The novel Coronavirus (officially names COVOD-19) is a rapidly evolving situation and information changes daily. Health officials with the Centers for Disease Control and Prevention (CDC) and World Health Organization (WHO) are monitoring an outbreak of respiratory illness caused by a novel (new) coronavirus (termed “2019-nCoV”) that was first detected in Wuhan City, Hubei Province, China. Visit the Centers for Disease Control and Prevention 2019 novel Coronavirus, Wuhan, China website for the most current updates.

February 25, 2020 Letter to our Partners (153 KB) from Director Briggs

Additional Resources

    Minnesota Department of Health
    Centers for Disease Prevention and Control

Current Situation (February 25, 2020)

  • The numbers: The most up-to-date numbers for cases in the U.S. can be found on the Centers for Disease Control and Prevention website. For international numbers, please visit the John Hopkins Interactive Coronavirus Website

  • Global response: Countries are continuing to evacuate their citizens out of China and numerous travel restrictions are in place in serveral countries. 

  • Travel advisories: CDC has issued a Level 3 advisory for China and South Korea recommending travelers avoid all nonessential travel to these areas. The CDC has issued a Level 2 advisory for Iran, Italy and Japan. These destinations are experiencing sustained community transmission of COVID-19. The virus can spread from person to person. Older adults and those with chronic medical conditions should consider postponing nonessential travel.  

  • Travel Monitoring: Travelers from affected areas returning to the U.S. are currently being routed to one of 11 airports for screening. If symptomatic, travelers will be quarantined for 14 days. If not symptomatic, they are allowed to continue to their final destination. Upon arrival, health authorities will provide travelers with information and detailed instructions about restricting movements. Travelers will be monitored by health authorities for up to 14 days. Travelers are to not attend school or work and limit contact with others while being monitored.

  • Signs and symptoms: Reported illnesses have ranged from mild symptoms to severe illness and death. Symptoms can include fever, cough, and shortness of breath. Symptoms may appear in as few as 2 days or as long as 14 days after exposure.  

  • No vaccine available. Everyday respiratory precautions will help stop spread of all viruses including influenza and the coronavirus.

What May Happen

More cases are likely to be identified in the coming days, including more cases in the United States and person-to-person spread. Widespread transmission of COVID-19 in the United States would translate into large numbers of people needing medical care at the same time. Schools, childcare centers, workplaces, and other places for mass gatherings may experience more absenteeism. Public health and healthcare systems may become overloaded, with elevated rates of clinic visits and hospitalizations. Other critical infrastructure, such as law enforcement, emergency medical services, and transportation industry may also be affected. Health care providers and hospitals may be overwhelmed. At this time, there is no vaccine to protect against COVID-19 and no medications approved to treat it. Nonpharmaceutical interventions would be the most important response strategy.
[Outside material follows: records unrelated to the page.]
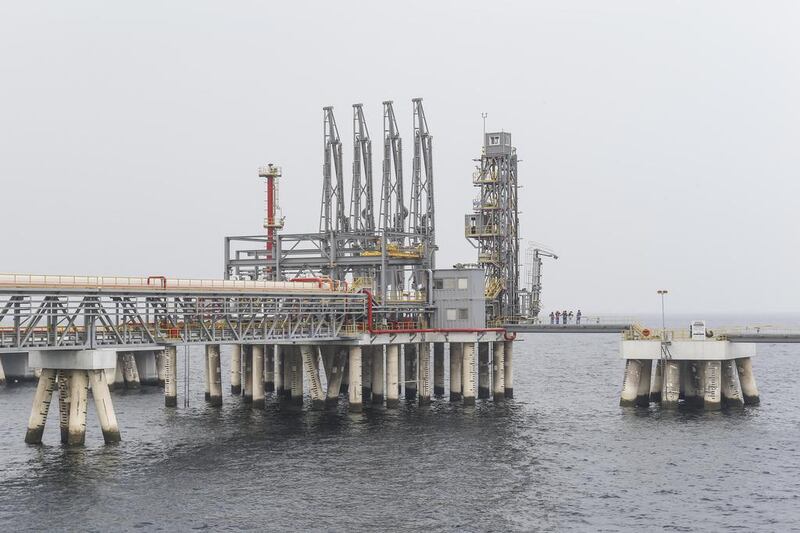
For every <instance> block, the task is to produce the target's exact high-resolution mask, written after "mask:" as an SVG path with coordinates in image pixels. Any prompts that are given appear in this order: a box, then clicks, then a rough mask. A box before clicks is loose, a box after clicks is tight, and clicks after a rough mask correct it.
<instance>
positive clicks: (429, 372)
mask: <svg viewBox="0 0 800 533" xmlns="http://www.w3.org/2000/svg"><path fill="white" fill-rule="evenodd" d="M417 354H418V357H419V359H418V365H419V366H418V367H417V372H418V383H419V389H418V390H419V404H420V405H427V404H429V403H431V344H430V343H429V342H423V343H420V344H417Z"/></svg>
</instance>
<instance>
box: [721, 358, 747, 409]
mask: <svg viewBox="0 0 800 533" xmlns="http://www.w3.org/2000/svg"><path fill="white" fill-rule="evenodd" d="M722 401H723V402H724V403H725V405H726V406H727V407H744V397H743V396H742V386H741V384H740V383H739V373H738V372H737V371H736V360H735V359H729V360H727V361H722Z"/></svg>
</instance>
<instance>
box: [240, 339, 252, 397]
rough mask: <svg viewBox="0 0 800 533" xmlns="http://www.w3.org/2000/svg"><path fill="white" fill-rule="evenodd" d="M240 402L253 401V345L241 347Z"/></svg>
mask: <svg viewBox="0 0 800 533" xmlns="http://www.w3.org/2000/svg"><path fill="white" fill-rule="evenodd" d="M242 401H243V402H244V403H250V402H252V401H253V345H252V344H243V345H242Z"/></svg>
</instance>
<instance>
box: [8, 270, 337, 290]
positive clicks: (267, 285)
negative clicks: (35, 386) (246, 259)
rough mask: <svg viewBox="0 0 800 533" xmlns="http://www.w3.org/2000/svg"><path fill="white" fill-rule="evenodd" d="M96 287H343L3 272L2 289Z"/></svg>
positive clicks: (281, 282)
mask: <svg viewBox="0 0 800 533" xmlns="http://www.w3.org/2000/svg"><path fill="white" fill-rule="evenodd" d="M5 288H37V289H41V288H43V289H95V290H124V289H136V290H152V291H162V290H168V291H172V290H178V291H180V290H194V289H199V290H214V291H247V292H251V291H252V292H259V291H260V292H264V291H320V290H321V289H322V290H327V291H334V290H340V289H341V288H340V287H338V286H337V284H335V283H333V282H332V281H322V282H310V281H252V280H223V279H191V278H190V279H184V278H167V277H165V276H149V277H134V276H73V275H51V274H0V289H5Z"/></svg>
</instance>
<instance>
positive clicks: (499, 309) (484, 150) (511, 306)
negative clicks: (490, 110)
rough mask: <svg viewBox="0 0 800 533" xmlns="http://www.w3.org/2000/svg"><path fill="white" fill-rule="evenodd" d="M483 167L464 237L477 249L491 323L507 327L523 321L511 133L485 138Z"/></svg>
mask: <svg viewBox="0 0 800 533" xmlns="http://www.w3.org/2000/svg"><path fill="white" fill-rule="evenodd" d="M484 137H485V138H484V147H483V153H482V154H481V159H480V165H479V166H478V168H477V170H476V171H475V173H474V174H473V185H474V186H475V187H477V188H478V191H479V194H478V198H476V199H475V200H474V202H473V209H472V213H471V214H469V215H467V216H466V221H465V222H466V223H465V235H466V237H467V239H469V240H470V242H472V243H473V244H474V245H475V247H476V248H477V249H478V263H479V264H480V265H481V266H482V267H483V268H484V270H485V271H486V308H487V319H489V320H492V321H495V322H501V323H507V322H513V321H515V320H517V319H518V318H519V316H520V315H521V314H523V311H522V310H521V309H520V291H519V211H518V204H517V153H516V149H515V148H513V147H512V146H511V134H509V133H505V132H500V133H487V134H485V136H484Z"/></svg>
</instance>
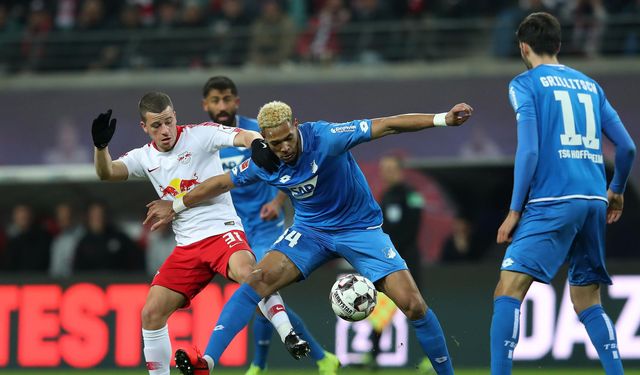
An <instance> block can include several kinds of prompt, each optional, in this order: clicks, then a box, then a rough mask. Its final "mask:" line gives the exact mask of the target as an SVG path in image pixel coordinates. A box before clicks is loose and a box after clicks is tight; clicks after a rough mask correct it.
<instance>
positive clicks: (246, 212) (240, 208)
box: [220, 116, 284, 244]
mask: <svg viewBox="0 0 640 375" xmlns="http://www.w3.org/2000/svg"><path fill="white" fill-rule="evenodd" d="M236 124H237V126H238V128H240V129H246V130H254V131H258V132H259V131H260V128H259V127H258V122H257V121H256V120H254V119H249V118H246V117H243V116H236ZM250 157H251V149H248V148H246V147H229V148H223V149H221V150H220V160H221V161H222V168H223V169H224V171H225V172H227V171H229V170H231V169H233V168H234V167H236V166H238V165H240V164H241V163H242V161H243V160H245V159H248V158H250ZM277 193H278V190H277V189H276V188H274V187H273V186H270V185H268V184H267V183H264V182H260V183H257V184H253V185H248V186H243V187H239V188H236V189H233V190H231V198H232V199H233V205H234V207H235V208H236V212H237V213H238V216H240V219H241V220H242V224H243V226H244V229H245V233H246V234H247V238H248V240H249V243H250V244H251V243H252V241H255V238H256V237H257V236H264V235H265V234H268V235H269V236H271V237H273V240H275V239H276V238H277V237H278V236H279V235H280V234H281V233H282V231H283V229H284V228H283V221H284V214H283V213H280V217H278V218H277V219H275V220H269V221H264V220H262V219H260V209H261V208H262V206H263V205H264V204H265V203H268V202H270V201H271V200H272V199H273V198H275V196H276V194H277Z"/></svg>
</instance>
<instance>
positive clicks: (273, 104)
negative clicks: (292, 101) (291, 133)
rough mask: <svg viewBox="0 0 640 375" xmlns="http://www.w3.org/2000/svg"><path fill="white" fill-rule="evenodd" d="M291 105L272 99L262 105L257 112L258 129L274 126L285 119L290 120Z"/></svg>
mask: <svg viewBox="0 0 640 375" xmlns="http://www.w3.org/2000/svg"><path fill="white" fill-rule="evenodd" d="M292 119H293V115H292V113H291V107H289V105H287V104H286V103H283V102H279V101H273V102H269V103H267V104H265V105H263V106H262V107H261V108H260V112H258V125H259V126H260V129H269V128H275V127H276V126H279V125H281V124H282V123H284V122H286V121H292Z"/></svg>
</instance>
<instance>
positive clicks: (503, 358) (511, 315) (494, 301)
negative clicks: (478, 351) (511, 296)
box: [490, 296, 522, 375]
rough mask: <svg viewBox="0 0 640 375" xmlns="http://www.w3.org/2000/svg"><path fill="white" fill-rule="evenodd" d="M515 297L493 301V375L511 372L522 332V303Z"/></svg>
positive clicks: (492, 337) (492, 319)
mask: <svg viewBox="0 0 640 375" xmlns="http://www.w3.org/2000/svg"><path fill="white" fill-rule="evenodd" d="M521 304H522V303H521V302H520V301H519V300H518V299H517V298H513V297H508V296H501V297H498V298H496V299H495V300H494V301H493V318H492V319H491V333H490V336H491V375H502V374H511V368H512V367H513V350H514V349H515V347H516V345H517V344H518V336H519V334H520V305H521Z"/></svg>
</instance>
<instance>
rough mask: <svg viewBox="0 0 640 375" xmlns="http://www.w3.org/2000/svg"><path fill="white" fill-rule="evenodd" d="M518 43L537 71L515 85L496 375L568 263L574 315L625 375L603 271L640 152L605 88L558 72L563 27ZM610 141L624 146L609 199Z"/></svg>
mask: <svg viewBox="0 0 640 375" xmlns="http://www.w3.org/2000/svg"><path fill="white" fill-rule="evenodd" d="M517 37H518V41H519V45H520V53H521V55H522V59H523V60H524V63H525V65H526V66H527V68H528V69H529V70H528V71H527V72H525V73H522V74H520V75H519V76H517V77H516V78H514V79H513V80H512V81H511V84H510V85H509V98H510V100H511V105H512V106H513V108H514V110H515V112H516V121H517V133H518V148H517V151H516V158H515V168H514V186H513V194H512V197H511V207H510V211H509V214H508V216H507V218H506V219H505V221H504V222H503V224H502V225H501V226H500V229H499V230H498V235H497V242H498V243H505V242H511V245H510V246H509V247H508V249H507V251H506V254H505V256H504V260H503V262H502V268H501V273H500V280H499V282H498V286H497V287H496V290H495V294H494V308H493V319H492V321H491V374H493V375H498V374H511V368H512V362H513V351H514V349H515V346H516V344H517V343H518V335H519V320H520V319H519V316H520V305H521V303H522V300H523V299H524V296H525V294H526V293H527V290H528V289H529V287H530V286H531V283H532V282H533V281H540V282H543V283H549V282H550V281H551V279H552V278H553V277H554V275H555V274H556V273H557V271H558V269H559V268H560V266H561V265H562V264H563V263H564V262H565V260H566V261H568V263H569V284H570V295H571V301H572V303H573V306H574V310H575V311H576V313H577V314H578V316H579V318H580V321H581V322H582V323H583V325H584V326H585V328H586V330H587V333H588V335H589V338H590V339H591V342H592V343H593V345H594V347H595V348H596V350H597V352H598V356H599V357H600V362H601V363H602V367H603V368H604V370H605V372H606V374H622V373H623V369H622V361H621V359H620V353H619V351H618V346H617V341H616V332H615V327H614V326H613V323H612V322H611V320H610V319H609V317H608V316H607V314H606V313H605V312H604V310H603V308H602V305H601V301H600V284H611V279H610V278H609V275H608V274H607V270H606V268H605V261H604V257H605V249H604V245H605V241H604V239H605V227H606V224H607V223H609V224H611V223H613V222H616V221H618V219H619V218H620V215H621V214H622V207H623V193H624V190H625V185H626V182H627V178H628V176H629V172H630V170H631V165H632V163H633V159H634V156H635V151H636V150H635V146H634V144H633V141H632V140H631V137H630V136H629V134H628V133H627V131H626V129H625V128H624V126H623V125H622V122H621V121H620V118H619V117H618V114H617V113H616V111H615V110H614V109H613V107H612V106H611V104H610V103H609V101H608V100H607V98H606V96H605V94H604V91H603V90H602V88H601V87H600V86H599V85H598V84H597V83H596V82H595V81H594V80H593V79H591V78H589V77H587V76H586V75H584V74H582V73H581V72H578V71H577V70H574V69H571V68H569V67H567V66H565V65H561V64H559V63H558V59H557V54H558V52H559V50H560V24H559V23H558V20H557V19H556V18H555V17H553V16H552V15H550V14H548V13H533V14H531V15H529V16H528V17H526V18H525V19H524V21H522V23H521V24H520V26H519V28H518V31H517ZM603 135H606V136H607V138H609V139H610V140H611V141H612V142H613V143H614V144H615V146H616V157H615V172H614V175H613V179H612V181H611V183H610V184H609V188H608V191H607V181H606V175H605V170H604V164H603V158H602V136H603ZM527 193H528V198H526V195H527ZM525 198H526V199H525ZM607 204H608V207H607ZM521 213H522V214H521Z"/></svg>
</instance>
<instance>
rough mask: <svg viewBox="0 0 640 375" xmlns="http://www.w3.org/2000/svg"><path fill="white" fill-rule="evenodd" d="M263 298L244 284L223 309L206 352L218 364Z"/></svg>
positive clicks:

You can help prevent the spread of respiratory illness with these everyday preventive actions: 

  • Wash your hands often with soap and water for at least 20 seconds. If soap and water are not available, use an alcohol-based hand sanitizer.
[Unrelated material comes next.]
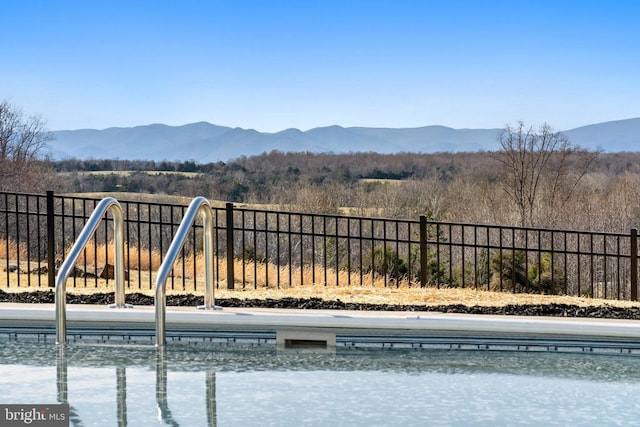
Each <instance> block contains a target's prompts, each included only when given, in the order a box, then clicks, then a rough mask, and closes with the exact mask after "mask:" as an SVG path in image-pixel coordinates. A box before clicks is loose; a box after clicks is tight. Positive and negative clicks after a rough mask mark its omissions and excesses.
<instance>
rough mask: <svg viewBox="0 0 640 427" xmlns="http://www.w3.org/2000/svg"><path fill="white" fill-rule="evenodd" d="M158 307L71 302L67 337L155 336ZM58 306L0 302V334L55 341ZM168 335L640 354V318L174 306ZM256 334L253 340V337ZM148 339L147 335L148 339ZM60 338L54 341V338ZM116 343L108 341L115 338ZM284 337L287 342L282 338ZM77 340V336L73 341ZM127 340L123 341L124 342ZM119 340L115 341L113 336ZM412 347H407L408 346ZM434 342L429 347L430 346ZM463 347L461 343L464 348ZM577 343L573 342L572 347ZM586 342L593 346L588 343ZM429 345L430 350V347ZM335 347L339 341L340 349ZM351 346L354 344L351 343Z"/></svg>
mask: <svg viewBox="0 0 640 427" xmlns="http://www.w3.org/2000/svg"><path fill="white" fill-rule="evenodd" d="M154 310H155V309H154V307H153V306H136V307H134V308H109V307H107V306H99V305H76V304H67V308H66V311H67V331H68V332H67V333H68V334H69V335H70V336H74V337H76V338H75V339H79V338H78V337H80V338H82V337H86V336H93V337H96V336H102V337H122V336H127V337H129V338H131V337H132V336H135V337H138V340H142V341H145V340H146V342H148V341H152V340H153V339H154V338H155V323H154V322H155V316H154ZM55 324H56V323H55V306H54V304H17V303H0V333H2V334H3V335H4V336H5V337H6V336H9V337H12V336H16V337H19V335H20V334H23V335H34V334H37V335H42V336H50V335H53V336H55ZM166 330H167V336H168V337H173V338H172V339H173V340H180V339H181V337H187V336H188V337H198V339H207V337H208V338H209V339H214V338H215V337H220V336H221V335H222V336H225V337H226V338H225V339H227V340H228V339H229V338H233V337H243V336H244V337H246V336H248V335H252V334H253V335H252V336H254V337H255V336H258V337H259V336H260V334H263V335H264V336H266V337H267V338H265V340H267V341H273V337H274V336H276V335H282V336H283V337H284V338H282V339H286V337H295V338H296V339H300V340H305V339H307V340H315V339H316V338H317V337H321V338H318V339H323V340H324V339H325V338H322V337H327V336H328V337H333V341H332V339H331V338H329V339H328V342H331V343H335V341H336V337H337V341H338V342H342V343H343V344H344V343H345V342H348V343H351V344H353V345H355V344H357V343H369V344H370V345H373V344H374V343H378V344H380V345H381V346H382V347H384V346H392V347H393V346H394V345H392V344H393V343H396V345H395V347H402V346H403V345H404V346H409V347H412V348H413V347H416V344H417V343H418V344H419V346H420V347H424V346H427V347H428V346H429V345H432V346H433V345H436V344H438V345H445V344H446V345H458V347H457V348H463V347H460V346H461V345H466V344H469V343H471V345H472V346H476V347H478V346H486V347H480V348H483V349H484V348H486V349H490V347H489V346H488V345H489V344H491V345H493V346H495V345H497V344H496V343H500V344H501V345H503V346H508V347H509V346H517V347H518V349H520V346H526V347H531V346H539V345H542V347H546V348H552V349H553V348H556V350H557V347H558V345H560V346H564V345H569V346H573V345H575V346H577V347H580V348H583V350H582V351H593V348H613V349H618V350H619V349H625V351H627V352H629V353H634V354H635V353H637V354H640V321H635V320H616V319H590V318H564V317H563V318H560V317H524V316H499V315H477V314H445V313H439V312H428V311H424V312H415V311H411V312H397V311H394V312H381V311H346V310H301V309H263V308H222V309H220V310H198V309H197V308H196V307H172V306H169V307H167V311H166ZM247 334H248V335H247ZM143 337H144V338H143ZM48 339H52V338H48ZM107 339H108V338H105V340H107ZM279 339H280V338H279ZM72 340H73V339H72ZM120 340H121V339H120ZM111 341H113V339H111ZM403 343H404V344H403ZM425 343H426V344H425ZM456 343H457V344H456ZM572 343H573V344H572ZM585 343H588V345H586V344H585ZM423 344H425V345H423ZM334 345H335V344H334ZM346 345H349V344H346Z"/></svg>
  • Avoid touching your eyes, nose, and mouth with unwashed hands.

  • Avoid close contact with people who are sick.

  • Stay home when you are sick.

  • Cover your cough or sneeze with a tissue, then throw the tissue in the trash.
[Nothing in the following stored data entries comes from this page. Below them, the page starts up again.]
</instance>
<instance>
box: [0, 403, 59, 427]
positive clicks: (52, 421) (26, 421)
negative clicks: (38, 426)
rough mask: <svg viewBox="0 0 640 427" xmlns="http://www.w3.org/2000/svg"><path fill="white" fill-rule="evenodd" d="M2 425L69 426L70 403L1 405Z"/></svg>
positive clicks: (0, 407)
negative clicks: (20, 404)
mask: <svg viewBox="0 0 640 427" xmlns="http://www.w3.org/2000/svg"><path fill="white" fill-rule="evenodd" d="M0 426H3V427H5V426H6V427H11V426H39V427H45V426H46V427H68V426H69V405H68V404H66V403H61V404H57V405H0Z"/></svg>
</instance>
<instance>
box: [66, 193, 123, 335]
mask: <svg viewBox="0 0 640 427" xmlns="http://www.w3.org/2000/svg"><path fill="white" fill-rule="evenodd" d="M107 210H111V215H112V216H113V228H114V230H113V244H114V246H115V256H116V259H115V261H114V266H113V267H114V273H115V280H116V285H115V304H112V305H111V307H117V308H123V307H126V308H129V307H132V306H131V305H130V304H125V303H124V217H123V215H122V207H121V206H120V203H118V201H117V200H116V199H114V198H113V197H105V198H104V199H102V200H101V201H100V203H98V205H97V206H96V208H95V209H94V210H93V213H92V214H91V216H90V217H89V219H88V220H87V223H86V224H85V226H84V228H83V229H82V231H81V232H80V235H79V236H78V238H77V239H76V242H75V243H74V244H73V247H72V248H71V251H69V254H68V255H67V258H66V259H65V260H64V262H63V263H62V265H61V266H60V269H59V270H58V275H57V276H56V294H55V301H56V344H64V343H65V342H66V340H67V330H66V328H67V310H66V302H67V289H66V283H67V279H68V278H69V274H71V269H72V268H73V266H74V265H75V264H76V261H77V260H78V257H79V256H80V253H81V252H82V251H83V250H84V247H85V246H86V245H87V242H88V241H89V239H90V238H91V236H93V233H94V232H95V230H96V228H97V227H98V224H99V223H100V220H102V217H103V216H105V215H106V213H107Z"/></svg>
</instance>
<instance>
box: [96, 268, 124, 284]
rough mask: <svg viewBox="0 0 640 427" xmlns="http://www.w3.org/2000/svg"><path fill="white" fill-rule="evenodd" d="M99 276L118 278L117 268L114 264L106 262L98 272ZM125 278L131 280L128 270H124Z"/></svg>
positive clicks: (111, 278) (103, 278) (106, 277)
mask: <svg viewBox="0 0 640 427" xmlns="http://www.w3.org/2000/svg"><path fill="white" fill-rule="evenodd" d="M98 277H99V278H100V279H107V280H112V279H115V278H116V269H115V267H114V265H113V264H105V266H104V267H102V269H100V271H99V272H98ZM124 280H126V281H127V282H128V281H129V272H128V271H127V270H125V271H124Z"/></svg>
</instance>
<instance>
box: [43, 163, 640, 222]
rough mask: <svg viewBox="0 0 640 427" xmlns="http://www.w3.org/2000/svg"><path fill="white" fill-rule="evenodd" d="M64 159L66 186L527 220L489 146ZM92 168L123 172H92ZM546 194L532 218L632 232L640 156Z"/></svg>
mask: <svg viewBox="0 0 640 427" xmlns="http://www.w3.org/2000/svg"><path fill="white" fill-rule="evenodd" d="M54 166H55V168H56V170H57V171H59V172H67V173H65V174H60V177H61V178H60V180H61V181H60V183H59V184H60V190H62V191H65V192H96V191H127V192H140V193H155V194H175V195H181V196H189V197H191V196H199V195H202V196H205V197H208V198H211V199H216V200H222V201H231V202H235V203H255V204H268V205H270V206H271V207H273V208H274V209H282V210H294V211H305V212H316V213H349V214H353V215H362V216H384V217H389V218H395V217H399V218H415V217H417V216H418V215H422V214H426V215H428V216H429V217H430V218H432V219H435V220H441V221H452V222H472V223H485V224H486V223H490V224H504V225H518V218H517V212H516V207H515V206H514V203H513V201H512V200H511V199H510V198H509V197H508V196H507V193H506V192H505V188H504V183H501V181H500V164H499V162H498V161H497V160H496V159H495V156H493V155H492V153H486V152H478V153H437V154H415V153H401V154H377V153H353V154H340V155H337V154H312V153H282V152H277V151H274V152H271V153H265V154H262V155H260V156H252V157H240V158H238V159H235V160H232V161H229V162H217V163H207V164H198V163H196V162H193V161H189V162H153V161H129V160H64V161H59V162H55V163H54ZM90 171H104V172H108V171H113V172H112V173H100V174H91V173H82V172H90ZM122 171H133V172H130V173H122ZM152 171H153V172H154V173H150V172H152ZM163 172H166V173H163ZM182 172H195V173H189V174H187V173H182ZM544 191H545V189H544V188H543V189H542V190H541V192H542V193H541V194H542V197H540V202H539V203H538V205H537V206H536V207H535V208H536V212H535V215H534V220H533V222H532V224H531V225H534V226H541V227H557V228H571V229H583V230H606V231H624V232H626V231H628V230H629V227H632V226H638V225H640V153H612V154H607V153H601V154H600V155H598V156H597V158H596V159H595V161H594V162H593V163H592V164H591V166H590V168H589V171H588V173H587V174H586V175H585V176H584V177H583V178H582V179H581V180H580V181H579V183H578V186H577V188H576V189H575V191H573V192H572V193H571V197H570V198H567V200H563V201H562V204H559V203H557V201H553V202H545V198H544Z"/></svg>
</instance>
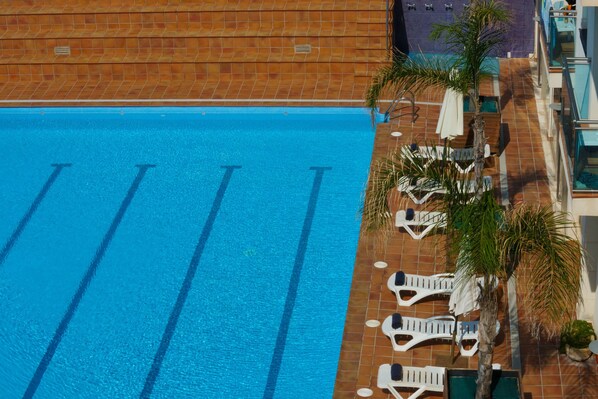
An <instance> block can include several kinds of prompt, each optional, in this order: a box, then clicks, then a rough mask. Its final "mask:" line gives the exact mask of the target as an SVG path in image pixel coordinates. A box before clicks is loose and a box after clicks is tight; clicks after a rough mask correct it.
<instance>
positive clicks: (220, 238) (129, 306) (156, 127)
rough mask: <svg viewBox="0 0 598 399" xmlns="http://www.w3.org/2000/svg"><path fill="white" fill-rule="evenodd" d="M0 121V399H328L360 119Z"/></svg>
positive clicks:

  • Clean and disinfect frequently touched objects and surfaces.

Local Efforts

Olmsted County Public Health along with our healthcare partners at Olmsted Medical Center and Mayo Clinic are monitoring the SARS-CoV2 outbreak. Staff are trained and are prepared to care for patients and address the needs of the community should the need arise.


The Centers for Disease Control and Prevention (CDC) is closely monitoring an outbreak of respiratory illness caused by a novel (new) coronavirus first identified in Wuhan, Hubei Province, China. Chinese authorities identified the new coronavirus, which has resulted in more than a thousand confirmed cases in China, including cases outside Wuhan City. Additional cases have been identified in several international locations, including the U.S. 

While CDC considers this is a very serious public health threat, based on current information, the immediate health risk from 2019-nCoV to the general American public is considered low at this time.

How It Spreads

Coronaviruses are a large family of viruses that are common in many different species of animals, including camels, cattle, cats, and bats. Rarely, animal coronaviruses can infect people and then spread between people such as with MERS and SARS. Early on, many of the patients in the outbreak of respiratory illness caused by COVID-19 had some link to a large seafood and live animal market, suggesting animal-to-person spread. However, a growing number of patients reportedly have not had exposure to animal markets, indicating person-to-person spread is occurring.

It’s important to note that how easily a virus spreads person-to-person can vary. Some viruses are highly contagious (like measles), while other viruses are less so. It’s important to know this in order to better understand the risk associated with this virus.